Back in May, when I realised what was being proposed under the Settlement, and also that several of my own works had been digitised by Google, I needed to know more about what this meant. In the UK, the advice on offer to authors seemed to be along the lines of ‘Google is handing out money, run along and register soonest.’ I couldn’t find anything in the way of a proper analysis of the pros and cons of the proposed Settlement, either for the individual author or in relation to the future direction of literary culture. This was in contrast to the US, where a lively, and in my opinion healthy, debate was in progress. However, the interests of US writers and scholars in this matter are not necessarily identical to the interests of Europeans: as a number of US commentators have acknowledged.
I am not a lawyer (the traditional disclaimer). I am a scholar, with a scholar’s instincts: research and analyse. I set out to investigate the Settlement.
What I found out disturbed me very much, as a reader and scholar as well as an author. It was a fairly demanding task, researching the Settlement, even for a trained scholar with good web skills, and that troubled me too. What is being proposed is in its nature complicated; the documents setting it out are not always easy to follow; and it is harder still to work out all the implications. I owe a great deal to several US legal experts who have given their views on the Settlement in papers and podcasts. A number of other perceptive commentators, writing or speaking from within the spheres of writing, publishing and librarianship, have also offered me much to think about.

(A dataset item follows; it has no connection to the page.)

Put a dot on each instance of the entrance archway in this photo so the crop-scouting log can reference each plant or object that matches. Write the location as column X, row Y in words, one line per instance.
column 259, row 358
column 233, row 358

I am not aiming in these posts to give advice to authors or rights-holders about what action they should take. My purpose is to explain why the Settlement is, as I see it, highly problematic: focusing primarily on how it bears on non-US rights-holders.
This said, I shall point out the obvious, which is that whatever they intend to do, it would be sensible at this point for authors and the executors of authors’ estates to dig out their old contracts, and if there are any reversion clauses that they should have formally invoked, and haven’t, this seems like a good time to do that.
Under the provisions of the Settlement, those who do not plan to opt out (which must be done by 4 September) have until 5 January 2010 to put in a claim for a share of the money which Google Inc. is offering to rights-holders whose work was digitised without their permission on or before 5 May 2009.
[http://www.googlebooksettlement.com/Fi nal-Summary-Notice-of-Class-Action-Settl ement.pdf]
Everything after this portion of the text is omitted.